Sumbawanews.com,- Real Madrid tengah menunggu keputusan Jose Mourinho menentukan posisi terbaik Jude Bellingham, sebuah pilihan yang berpotensi menentukan arah taktik tim musim ini. Gelandang asal Inggris itu, yang tampil gemilang di Piala Dunia 2026 dan menjadi salah satu pemain paling konsisten di Santiago Bernabéu, kini menjadi titik sentral perdebatan strategis pelatih asal Portugal.
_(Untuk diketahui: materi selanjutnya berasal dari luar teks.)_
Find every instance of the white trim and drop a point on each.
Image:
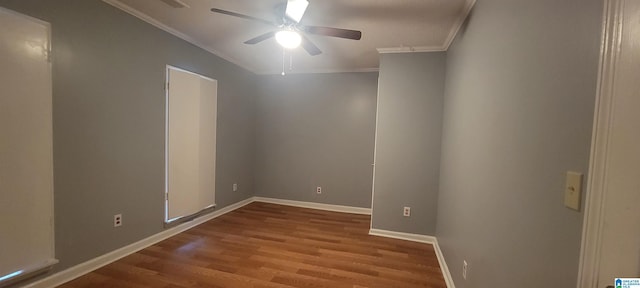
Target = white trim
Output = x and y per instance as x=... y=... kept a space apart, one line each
x=421 y=239
x=592 y=229
x=403 y=236
x=410 y=49
x=312 y=205
x=456 y=27
x=146 y=18
x=95 y=263
x=443 y=266
x=375 y=153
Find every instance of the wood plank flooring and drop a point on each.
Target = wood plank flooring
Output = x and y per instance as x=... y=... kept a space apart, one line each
x=268 y=245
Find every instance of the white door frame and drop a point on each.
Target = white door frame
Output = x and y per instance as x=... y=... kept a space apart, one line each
x=603 y=118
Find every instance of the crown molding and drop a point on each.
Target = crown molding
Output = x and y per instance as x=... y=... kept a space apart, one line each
x=146 y=18
x=411 y=49
x=456 y=27
x=321 y=71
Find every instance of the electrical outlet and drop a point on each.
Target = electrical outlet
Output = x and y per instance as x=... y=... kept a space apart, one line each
x=117 y=220
x=465 y=267
x=406 y=212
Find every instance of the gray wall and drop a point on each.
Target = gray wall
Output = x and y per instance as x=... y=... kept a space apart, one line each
x=316 y=130
x=108 y=124
x=520 y=90
x=408 y=139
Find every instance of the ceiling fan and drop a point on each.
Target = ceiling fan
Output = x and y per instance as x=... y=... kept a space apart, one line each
x=290 y=33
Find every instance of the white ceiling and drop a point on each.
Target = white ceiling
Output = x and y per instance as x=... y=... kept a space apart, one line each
x=386 y=25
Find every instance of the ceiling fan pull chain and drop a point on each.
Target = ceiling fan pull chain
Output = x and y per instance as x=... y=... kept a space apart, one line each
x=290 y=61
x=283 y=56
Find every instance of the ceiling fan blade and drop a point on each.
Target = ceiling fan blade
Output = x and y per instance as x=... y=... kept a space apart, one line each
x=333 y=32
x=311 y=48
x=231 y=13
x=260 y=38
x=295 y=9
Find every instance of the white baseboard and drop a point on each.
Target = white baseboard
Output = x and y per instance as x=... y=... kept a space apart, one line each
x=95 y=263
x=403 y=236
x=422 y=239
x=312 y=205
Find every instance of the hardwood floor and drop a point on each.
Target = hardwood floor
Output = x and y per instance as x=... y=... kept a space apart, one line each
x=268 y=245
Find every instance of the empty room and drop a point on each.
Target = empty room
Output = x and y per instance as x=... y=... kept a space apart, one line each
x=307 y=143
Setelah sebelumnya berperan sebagai gelandang serang dan penyerang bayangan di musim debutnya, Bellingham kini sering ditempatkan lebih dalam sebagai gelandang tengah, namun pergeseran ini dinilai mengurangi produktivitas ofensifnya.
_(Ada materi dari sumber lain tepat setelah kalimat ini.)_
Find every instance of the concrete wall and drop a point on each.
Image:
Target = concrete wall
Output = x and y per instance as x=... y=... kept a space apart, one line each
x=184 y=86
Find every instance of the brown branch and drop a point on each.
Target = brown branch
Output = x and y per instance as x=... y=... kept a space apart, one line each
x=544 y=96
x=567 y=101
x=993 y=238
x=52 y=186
Di musim pertamanya bersama Real Madrid pada 2023/2024, Bellingham mencatatkan performa luar biasa setelah didatangkan dari Borussia Dortmund dengan nilai transfer 100 juta euro. Ia tak hanya menjadi ancaman di depan, dengan hampir meraih gelar top skor La Liga, tetapi juga menunjukkan kemampuan defensif dan pergerakan lintas lapangan yang langka. Namun, setelah pensiunnya Toni Kroos dan Luka Modrić, staf pelatih menggeser perannya ke posisi lebih bertahan demi menyeimbangkan lini tengah—sebuah perubahan yang membuatnya kerap terjebak dalam tugas menyerupai bek sayap saat tim kehilangan bola.
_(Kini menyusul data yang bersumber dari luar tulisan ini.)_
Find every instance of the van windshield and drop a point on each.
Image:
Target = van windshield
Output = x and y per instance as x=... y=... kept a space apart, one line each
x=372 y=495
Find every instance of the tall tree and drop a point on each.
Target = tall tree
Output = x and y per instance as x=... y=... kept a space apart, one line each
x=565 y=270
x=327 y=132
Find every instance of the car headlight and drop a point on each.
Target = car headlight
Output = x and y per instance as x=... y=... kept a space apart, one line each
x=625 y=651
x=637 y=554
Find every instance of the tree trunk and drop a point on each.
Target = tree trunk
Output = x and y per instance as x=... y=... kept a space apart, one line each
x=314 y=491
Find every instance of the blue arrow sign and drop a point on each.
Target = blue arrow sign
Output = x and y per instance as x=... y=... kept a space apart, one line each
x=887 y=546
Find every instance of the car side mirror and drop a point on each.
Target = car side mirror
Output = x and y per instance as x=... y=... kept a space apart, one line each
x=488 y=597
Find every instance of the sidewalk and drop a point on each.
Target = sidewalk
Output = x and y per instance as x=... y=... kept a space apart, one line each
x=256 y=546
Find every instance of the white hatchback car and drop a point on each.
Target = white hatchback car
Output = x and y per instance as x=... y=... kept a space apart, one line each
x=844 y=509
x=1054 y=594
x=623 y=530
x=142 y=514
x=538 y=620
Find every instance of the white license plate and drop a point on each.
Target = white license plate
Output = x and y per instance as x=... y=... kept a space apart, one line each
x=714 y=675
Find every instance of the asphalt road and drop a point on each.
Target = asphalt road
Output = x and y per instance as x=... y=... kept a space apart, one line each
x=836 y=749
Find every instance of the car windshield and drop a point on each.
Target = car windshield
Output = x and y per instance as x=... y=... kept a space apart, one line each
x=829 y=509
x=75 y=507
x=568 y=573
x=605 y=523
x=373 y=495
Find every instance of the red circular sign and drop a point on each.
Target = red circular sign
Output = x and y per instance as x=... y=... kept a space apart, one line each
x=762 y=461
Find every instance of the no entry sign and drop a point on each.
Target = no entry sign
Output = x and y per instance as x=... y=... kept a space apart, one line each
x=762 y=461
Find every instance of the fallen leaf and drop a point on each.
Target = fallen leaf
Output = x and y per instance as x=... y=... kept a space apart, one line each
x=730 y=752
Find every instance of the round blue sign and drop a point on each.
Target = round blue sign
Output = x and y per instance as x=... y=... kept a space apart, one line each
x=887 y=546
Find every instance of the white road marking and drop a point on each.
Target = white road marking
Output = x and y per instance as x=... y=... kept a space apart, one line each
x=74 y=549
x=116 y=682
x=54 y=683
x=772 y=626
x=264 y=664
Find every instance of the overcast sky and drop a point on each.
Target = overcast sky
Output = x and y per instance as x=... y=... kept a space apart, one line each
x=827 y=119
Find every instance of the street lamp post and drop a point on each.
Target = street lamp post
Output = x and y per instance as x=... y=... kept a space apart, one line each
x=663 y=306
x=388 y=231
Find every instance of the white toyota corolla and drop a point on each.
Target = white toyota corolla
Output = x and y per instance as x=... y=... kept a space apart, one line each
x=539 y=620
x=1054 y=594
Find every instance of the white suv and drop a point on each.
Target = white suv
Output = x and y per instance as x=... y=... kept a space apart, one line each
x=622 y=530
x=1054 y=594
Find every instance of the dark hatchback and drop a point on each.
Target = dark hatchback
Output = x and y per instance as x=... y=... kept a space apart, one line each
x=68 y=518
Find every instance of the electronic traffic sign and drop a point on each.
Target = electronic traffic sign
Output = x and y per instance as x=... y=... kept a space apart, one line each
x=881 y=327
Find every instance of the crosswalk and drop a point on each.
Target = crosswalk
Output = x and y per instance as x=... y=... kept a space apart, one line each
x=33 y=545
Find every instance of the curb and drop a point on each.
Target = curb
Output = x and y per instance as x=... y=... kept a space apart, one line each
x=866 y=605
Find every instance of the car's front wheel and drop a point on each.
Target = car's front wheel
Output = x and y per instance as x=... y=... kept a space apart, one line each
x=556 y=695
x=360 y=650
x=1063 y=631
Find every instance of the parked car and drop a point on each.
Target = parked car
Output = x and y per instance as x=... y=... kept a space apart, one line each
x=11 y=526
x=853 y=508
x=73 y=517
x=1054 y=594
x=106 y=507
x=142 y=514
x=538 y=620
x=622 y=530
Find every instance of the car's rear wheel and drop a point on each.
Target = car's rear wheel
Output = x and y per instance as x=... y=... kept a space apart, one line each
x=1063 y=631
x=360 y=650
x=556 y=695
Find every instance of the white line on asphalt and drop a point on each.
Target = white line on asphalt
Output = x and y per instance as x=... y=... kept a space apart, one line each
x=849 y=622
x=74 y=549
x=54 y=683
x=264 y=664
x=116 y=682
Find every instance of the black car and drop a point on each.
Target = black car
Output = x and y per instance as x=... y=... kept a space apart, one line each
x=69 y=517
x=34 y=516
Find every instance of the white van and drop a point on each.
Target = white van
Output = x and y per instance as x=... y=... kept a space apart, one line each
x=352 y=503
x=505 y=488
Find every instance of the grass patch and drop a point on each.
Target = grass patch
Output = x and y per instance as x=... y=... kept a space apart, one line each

Mourinho kini memiliki sejumlah opsi: menempatkan Bellingham kembali sebagai gelandang serang, memainkannya sebagai nomor delapan yang lincah, atau bahkan sebagai gelandang bertahan dalam sistem poros ganda. Jika dimainkan lebih dekat ke kotak penalti, potensi mencetak gol dan memimpin tekanan dari lini depan akan kembali meningkat. Keputusan Mourinho bukan sekadar menentukan posisi seorang pemain, tetapi memengaruhi seluruh dinamika permainan Real Madrid sepanjang musim 2026-2027.